What caused outpatient spending growth?

That’s a question Aaron and I asked after he posted this figure:

Outpatient spending took off around 1983. What caused it to grow and why 1983? A shift in the proportion of surgeries from the inpatient to the outpatient setting and an increase in ambulatory treatment seems to be the general answer. I posted a graphic related to this before, but it didn’t go back far enough. Here’s one that does, from the AHA:

That’s a very dramatic shift, starting at least as early as 1980. (I wish I had a figure that went deep into the 1970s.) OK, so we’ve documented something was encouraging outpatient care and discouraging inpatient care. But what?

The temptation is to point to the Medicare inpatient prospective payment system (PPS). It was implemented in 1983 so can’t explain what happened before then. Yet, 1983 is about when outpatient spending started growing faster than other types of care. Case closed?

Not so fast. The PPS was phased in over several years and didn’t really bite until the later in the 1980s. I’m not making that up. It’s in the literature (see Rick Mayes’ work). I’ll illustrate this claim in another post, but not soon (you are rewarded for your loyalty).

What else does the literature tell us? Reader Rob shared a 1991 paper by Margaret Sulvetta that has a few clues. Her answer is twofold. First, about the late 1970s and 1980s she writes,

Technological advances in surgery and anesthesia have enabled grater numbers of procedures to be performed safely on an ambulatory basis.

Second, hospital cost containment did not begin with PPS but started in earnest with the 1982 Tax Equity and Fiscal Responsibility Act (TEFRA).

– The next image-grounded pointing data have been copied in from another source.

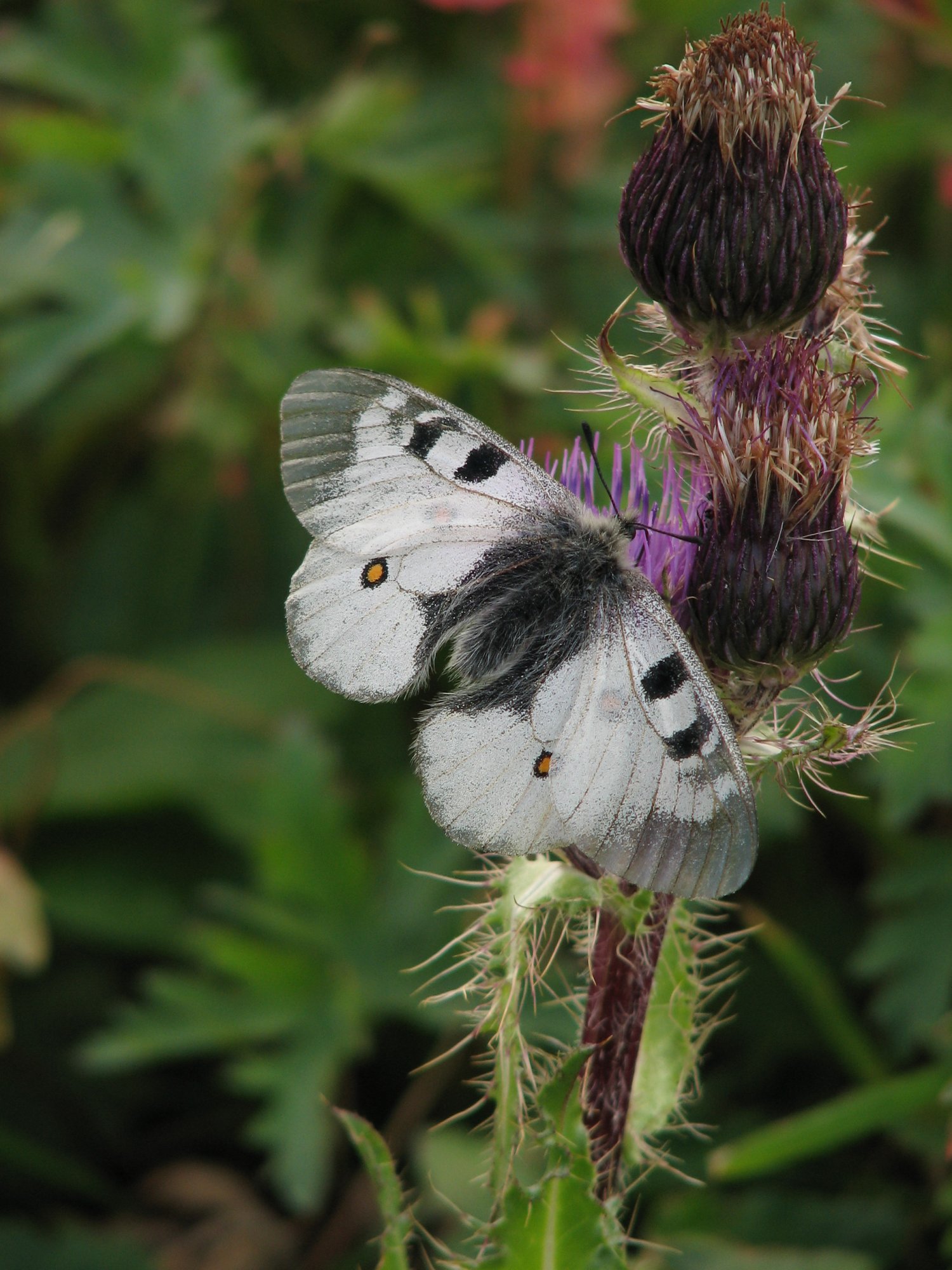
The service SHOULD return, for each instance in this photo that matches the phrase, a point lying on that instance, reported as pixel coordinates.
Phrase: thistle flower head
(752, 81)
(776, 424)
(734, 219)
(666, 561)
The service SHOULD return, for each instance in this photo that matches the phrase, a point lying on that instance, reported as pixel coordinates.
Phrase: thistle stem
(623, 975)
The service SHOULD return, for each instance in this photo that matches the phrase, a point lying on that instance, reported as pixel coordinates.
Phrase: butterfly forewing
(404, 495)
(583, 716)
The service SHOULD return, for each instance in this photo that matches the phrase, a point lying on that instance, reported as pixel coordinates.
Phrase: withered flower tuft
(733, 219)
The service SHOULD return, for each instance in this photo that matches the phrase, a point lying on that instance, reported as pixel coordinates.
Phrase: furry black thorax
(530, 605)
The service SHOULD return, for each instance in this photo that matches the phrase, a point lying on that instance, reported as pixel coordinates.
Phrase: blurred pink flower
(565, 69)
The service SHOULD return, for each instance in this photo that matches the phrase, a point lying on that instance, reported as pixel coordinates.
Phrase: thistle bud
(776, 581)
(772, 598)
(733, 220)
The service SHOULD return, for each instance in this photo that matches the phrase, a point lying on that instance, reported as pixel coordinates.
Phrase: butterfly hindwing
(404, 495)
(583, 717)
(625, 752)
(648, 777)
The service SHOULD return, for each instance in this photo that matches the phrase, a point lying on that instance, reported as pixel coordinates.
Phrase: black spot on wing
(664, 678)
(482, 463)
(425, 439)
(687, 744)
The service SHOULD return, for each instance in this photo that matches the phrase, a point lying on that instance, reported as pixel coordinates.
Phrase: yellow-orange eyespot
(375, 572)
(543, 764)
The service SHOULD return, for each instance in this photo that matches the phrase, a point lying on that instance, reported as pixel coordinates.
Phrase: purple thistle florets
(666, 561)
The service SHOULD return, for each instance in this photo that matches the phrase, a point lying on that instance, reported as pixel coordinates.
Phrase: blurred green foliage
(199, 203)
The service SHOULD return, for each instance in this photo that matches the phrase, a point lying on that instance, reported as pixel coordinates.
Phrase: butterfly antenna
(626, 520)
(591, 443)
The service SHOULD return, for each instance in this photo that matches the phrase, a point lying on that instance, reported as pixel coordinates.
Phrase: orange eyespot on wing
(374, 573)
(543, 764)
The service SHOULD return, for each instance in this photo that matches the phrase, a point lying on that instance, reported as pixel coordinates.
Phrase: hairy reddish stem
(623, 973)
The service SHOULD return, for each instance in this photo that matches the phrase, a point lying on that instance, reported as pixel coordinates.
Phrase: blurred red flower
(565, 68)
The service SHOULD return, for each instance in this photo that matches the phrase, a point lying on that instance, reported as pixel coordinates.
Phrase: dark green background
(197, 204)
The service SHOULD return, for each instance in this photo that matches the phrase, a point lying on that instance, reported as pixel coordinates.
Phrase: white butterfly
(582, 714)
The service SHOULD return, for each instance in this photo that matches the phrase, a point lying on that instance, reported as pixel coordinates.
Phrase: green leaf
(53, 1169)
(714, 1254)
(668, 1052)
(911, 968)
(824, 1128)
(557, 1226)
(25, 1249)
(398, 1222)
(821, 994)
(294, 1125)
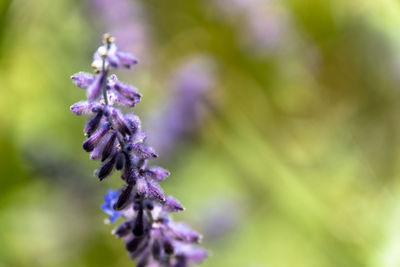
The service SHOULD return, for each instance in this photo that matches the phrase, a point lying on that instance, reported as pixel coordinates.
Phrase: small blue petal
(110, 199)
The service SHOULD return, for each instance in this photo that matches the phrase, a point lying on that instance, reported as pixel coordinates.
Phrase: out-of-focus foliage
(296, 162)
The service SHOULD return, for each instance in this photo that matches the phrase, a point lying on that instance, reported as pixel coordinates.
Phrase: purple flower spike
(133, 121)
(83, 79)
(92, 123)
(95, 139)
(156, 173)
(83, 108)
(149, 234)
(184, 232)
(143, 151)
(94, 90)
(109, 146)
(125, 94)
(127, 60)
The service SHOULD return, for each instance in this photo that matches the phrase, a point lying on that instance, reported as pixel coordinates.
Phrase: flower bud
(119, 121)
(120, 160)
(127, 60)
(105, 169)
(171, 204)
(95, 139)
(109, 146)
(84, 107)
(156, 173)
(124, 197)
(83, 79)
(143, 151)
(155, 191)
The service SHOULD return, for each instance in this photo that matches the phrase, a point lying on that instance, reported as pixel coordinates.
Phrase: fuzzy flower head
(117, 141)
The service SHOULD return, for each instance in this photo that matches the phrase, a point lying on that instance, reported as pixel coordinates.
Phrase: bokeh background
(284, 147)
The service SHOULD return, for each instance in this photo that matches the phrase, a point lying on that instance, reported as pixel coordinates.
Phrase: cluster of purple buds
(116, 140)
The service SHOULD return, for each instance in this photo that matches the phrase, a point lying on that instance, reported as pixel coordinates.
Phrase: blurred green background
(294, 163)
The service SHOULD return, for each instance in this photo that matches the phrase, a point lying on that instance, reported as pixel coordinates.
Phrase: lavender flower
(115, 138)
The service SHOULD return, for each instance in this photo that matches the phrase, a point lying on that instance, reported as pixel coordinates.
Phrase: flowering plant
(117, 141)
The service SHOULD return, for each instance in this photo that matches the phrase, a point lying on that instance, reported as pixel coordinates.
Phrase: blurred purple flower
(186, 108)
(109, 201)
(264, 23)
(128, 21)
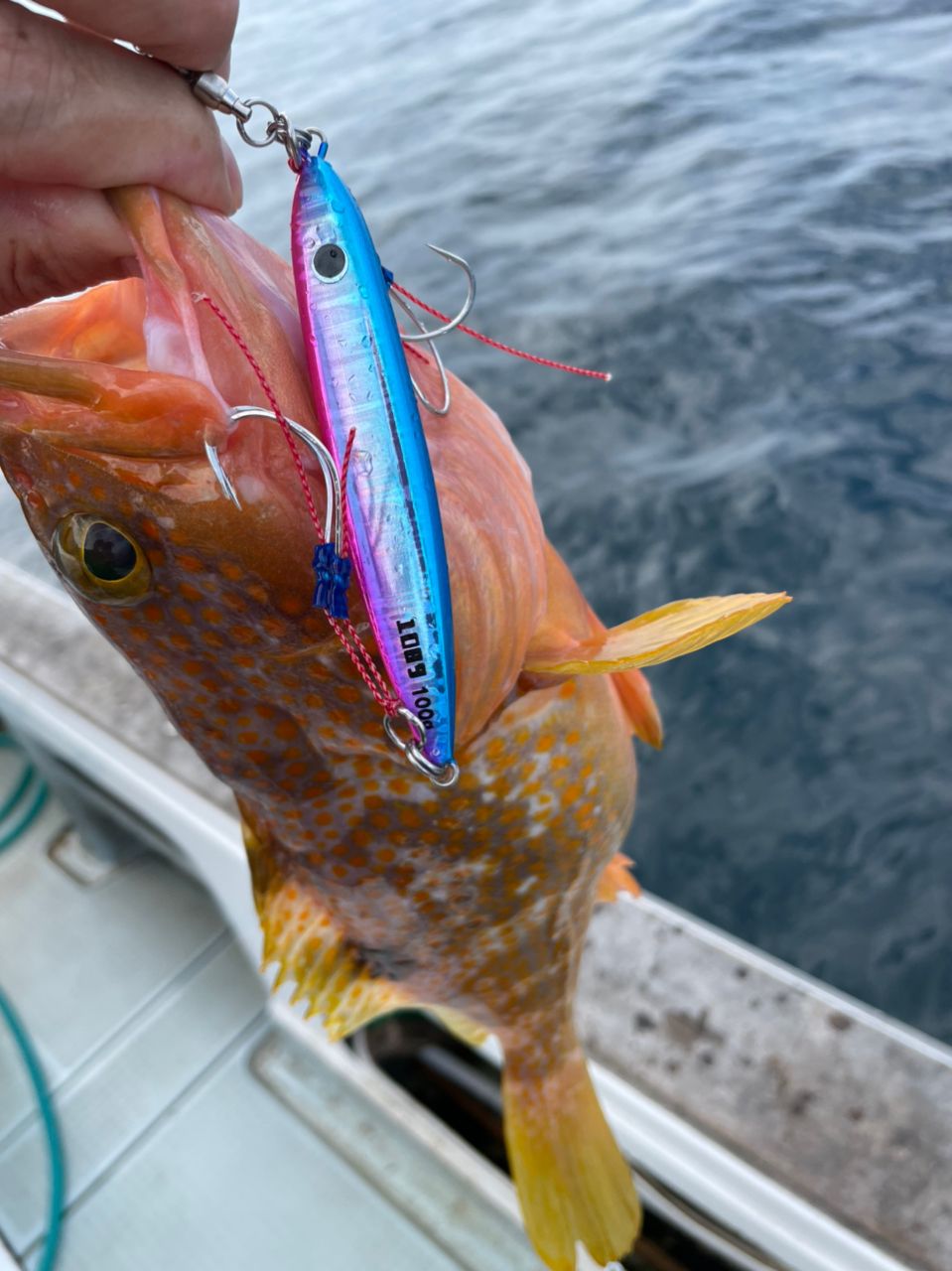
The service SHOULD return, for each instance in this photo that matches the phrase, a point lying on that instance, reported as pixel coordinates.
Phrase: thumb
(54, 240)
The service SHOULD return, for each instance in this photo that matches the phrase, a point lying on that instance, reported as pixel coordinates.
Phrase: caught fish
(375, 890)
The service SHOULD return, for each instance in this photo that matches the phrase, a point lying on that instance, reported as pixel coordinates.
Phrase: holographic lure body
(361, 382)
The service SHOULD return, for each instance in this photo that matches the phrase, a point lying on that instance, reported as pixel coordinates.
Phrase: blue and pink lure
(361, 385)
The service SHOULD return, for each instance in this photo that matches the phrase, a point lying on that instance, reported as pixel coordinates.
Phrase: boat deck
(815, 1128)
(198, 1134)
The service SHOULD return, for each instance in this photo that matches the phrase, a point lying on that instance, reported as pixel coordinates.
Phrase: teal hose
(58, 1171)
(28, 777)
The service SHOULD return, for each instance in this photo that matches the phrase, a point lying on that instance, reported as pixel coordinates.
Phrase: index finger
(191, 33)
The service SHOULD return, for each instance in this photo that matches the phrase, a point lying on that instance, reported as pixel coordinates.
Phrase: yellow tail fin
(672, 631)
(571, 1179)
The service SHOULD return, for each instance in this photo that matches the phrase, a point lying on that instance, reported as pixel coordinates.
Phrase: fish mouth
(108, 409)
(139, 368)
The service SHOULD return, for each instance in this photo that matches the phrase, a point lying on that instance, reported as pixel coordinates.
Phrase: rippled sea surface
(743, 210)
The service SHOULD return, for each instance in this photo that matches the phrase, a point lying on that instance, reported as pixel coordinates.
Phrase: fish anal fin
(675, 630)
(572, 1181)
(615, 880)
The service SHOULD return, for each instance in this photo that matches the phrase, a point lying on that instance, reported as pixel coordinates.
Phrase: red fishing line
(503, 349)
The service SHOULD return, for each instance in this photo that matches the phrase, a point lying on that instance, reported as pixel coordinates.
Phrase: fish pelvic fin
(459, 1025)
(616, 880)
(675, 630)
(312, 949)
(572, 1183)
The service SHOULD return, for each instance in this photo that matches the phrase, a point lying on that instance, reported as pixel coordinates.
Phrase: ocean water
(743, 210)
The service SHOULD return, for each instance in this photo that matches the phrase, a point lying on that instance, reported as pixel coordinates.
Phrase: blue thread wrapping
(334, 577)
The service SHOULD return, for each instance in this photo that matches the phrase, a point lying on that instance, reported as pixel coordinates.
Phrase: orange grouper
(374, 889)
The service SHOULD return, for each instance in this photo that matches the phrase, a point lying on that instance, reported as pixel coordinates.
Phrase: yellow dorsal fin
(672, 631)
(616, 879)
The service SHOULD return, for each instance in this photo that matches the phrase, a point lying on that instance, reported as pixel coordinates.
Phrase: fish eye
(99, 559)
(330, 262)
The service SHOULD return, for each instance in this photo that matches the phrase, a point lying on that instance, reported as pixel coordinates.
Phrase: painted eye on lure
(330, 262)
(99, 559)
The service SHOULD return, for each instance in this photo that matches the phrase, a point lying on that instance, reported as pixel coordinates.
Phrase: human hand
(80, 114)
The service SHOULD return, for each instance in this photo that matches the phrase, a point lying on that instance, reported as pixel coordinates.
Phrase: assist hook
(334, 524)
(467, 305)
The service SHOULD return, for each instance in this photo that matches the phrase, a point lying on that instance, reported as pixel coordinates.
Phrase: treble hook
(464, 312)
(334, 524)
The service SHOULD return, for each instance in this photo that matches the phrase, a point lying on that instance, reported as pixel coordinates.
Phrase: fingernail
(234, 177)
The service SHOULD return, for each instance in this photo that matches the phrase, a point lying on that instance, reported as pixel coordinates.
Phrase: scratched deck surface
(195, 1134)
(847, 1110)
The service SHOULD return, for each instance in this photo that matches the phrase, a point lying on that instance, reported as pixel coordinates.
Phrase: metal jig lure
(361, 386)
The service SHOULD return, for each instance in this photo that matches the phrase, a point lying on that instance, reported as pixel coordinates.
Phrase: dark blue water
(743, 210)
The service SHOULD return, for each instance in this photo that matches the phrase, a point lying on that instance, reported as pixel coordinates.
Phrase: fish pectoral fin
(312, 952)
(311, 947)
(615, 880)
(661, 635)
(459, 1025)
(639, 706)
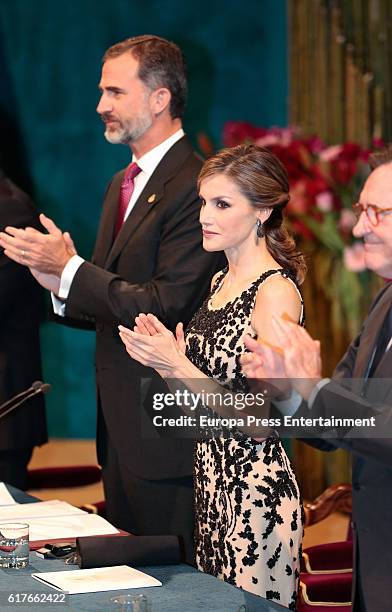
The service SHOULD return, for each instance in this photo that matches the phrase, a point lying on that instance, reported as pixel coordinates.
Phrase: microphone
(37, 387)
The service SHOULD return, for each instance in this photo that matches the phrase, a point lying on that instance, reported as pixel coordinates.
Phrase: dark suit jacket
(156, 264)
(372, 456)
(20, 312)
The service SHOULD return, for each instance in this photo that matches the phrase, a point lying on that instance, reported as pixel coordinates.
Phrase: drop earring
(259, 229)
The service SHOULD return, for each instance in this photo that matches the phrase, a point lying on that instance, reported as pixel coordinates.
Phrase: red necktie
(126, 190)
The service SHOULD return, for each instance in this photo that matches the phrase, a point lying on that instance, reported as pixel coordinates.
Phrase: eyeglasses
(374, 213)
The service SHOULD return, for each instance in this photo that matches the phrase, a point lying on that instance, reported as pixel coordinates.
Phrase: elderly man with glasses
(361, 387)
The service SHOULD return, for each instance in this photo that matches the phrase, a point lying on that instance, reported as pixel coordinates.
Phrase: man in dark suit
(361, 387)
(148, 258)
(20, 357)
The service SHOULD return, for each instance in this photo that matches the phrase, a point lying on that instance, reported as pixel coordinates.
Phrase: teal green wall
(49, 68)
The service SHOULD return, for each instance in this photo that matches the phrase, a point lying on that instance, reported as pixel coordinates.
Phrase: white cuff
(68, 275)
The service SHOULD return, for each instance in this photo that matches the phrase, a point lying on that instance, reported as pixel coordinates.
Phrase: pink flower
(347, 220)
(324, 201)
(354, 257)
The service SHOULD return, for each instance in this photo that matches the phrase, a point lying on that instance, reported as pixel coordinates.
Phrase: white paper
(56, 520)
(99, 579)
(5, 496)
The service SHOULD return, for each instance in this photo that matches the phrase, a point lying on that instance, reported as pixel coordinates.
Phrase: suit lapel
(153, 192)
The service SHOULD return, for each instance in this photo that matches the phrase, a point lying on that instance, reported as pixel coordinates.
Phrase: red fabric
(126, 191)
(333, 556)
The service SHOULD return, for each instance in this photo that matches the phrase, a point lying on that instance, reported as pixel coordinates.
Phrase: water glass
(14, 545)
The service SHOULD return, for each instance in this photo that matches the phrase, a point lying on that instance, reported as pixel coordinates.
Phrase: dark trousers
(149, 507)
(13, 466)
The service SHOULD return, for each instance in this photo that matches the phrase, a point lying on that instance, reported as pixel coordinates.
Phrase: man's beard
(129, 130)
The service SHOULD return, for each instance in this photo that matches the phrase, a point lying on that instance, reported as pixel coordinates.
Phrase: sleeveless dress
(249, 517)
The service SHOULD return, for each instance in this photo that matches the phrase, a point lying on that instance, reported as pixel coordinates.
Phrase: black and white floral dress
(249, 522)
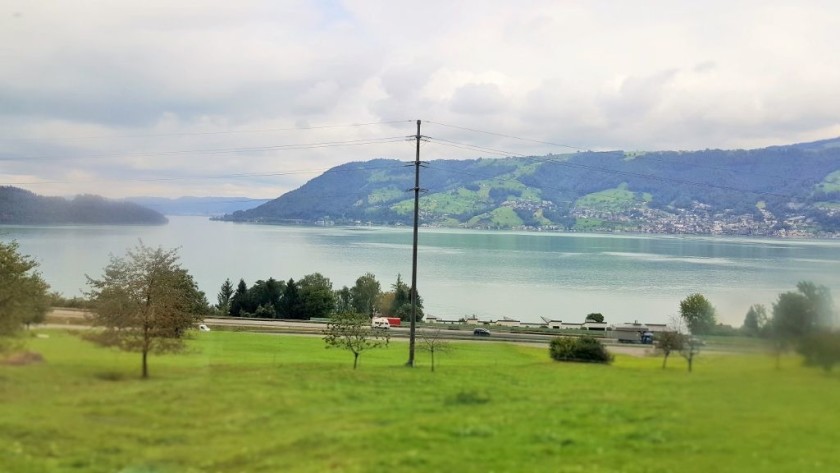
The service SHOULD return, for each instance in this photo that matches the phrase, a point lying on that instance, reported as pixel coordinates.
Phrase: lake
(521, 275)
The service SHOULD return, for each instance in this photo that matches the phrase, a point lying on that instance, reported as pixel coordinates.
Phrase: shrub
(586, 349)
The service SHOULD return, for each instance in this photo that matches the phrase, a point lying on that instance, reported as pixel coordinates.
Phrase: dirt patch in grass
(22, 359)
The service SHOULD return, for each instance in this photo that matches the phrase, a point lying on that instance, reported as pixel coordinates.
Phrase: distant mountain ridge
(791, 190)
(198, 206)
(22, 207)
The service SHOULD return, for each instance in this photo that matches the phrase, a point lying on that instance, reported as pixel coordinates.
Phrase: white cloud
(113, 95)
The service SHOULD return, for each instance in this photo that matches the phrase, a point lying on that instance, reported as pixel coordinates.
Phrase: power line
(197, 177)
(222, 132)
(287, 147)
(503, 135)
(614, 171)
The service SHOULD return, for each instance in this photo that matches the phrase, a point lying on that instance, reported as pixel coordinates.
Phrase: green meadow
(241, 402)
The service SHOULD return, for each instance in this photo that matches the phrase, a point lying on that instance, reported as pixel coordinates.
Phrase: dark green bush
(586, 349)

TEFRA provisions limited both the increase in Medicare payments and the level of payments. The increase in payments was restricted to an amount equal to the increase in the hospital market basket plus 1 percent. TEFRA also […] limitted [payment] to 112 percent of the average payment for similar hospitals. […]

Payment limits were set on a per discharge rather than a per diem basis. […]

Hospitals with costs below both limits […] received one-half the difference between the lower of the two limits and actual costs. […]

TEFRA provisions were successful in controlling overall Medicare expenditures; it is estimated that TEFRA saved Medicare $6 billion in fiscal years 1983-85.

Per discharge payment and bonuses for low-cost both would have encouraged shorter stays and shifts to the outpatient setting.

I’m satisfied with these answers. But you need not be. Feel free to keep explaining health care payment history. It’s hard to search the old literature and the dialog I’m having with readers of the blog seems to be the most efficient way to learn about this stuff.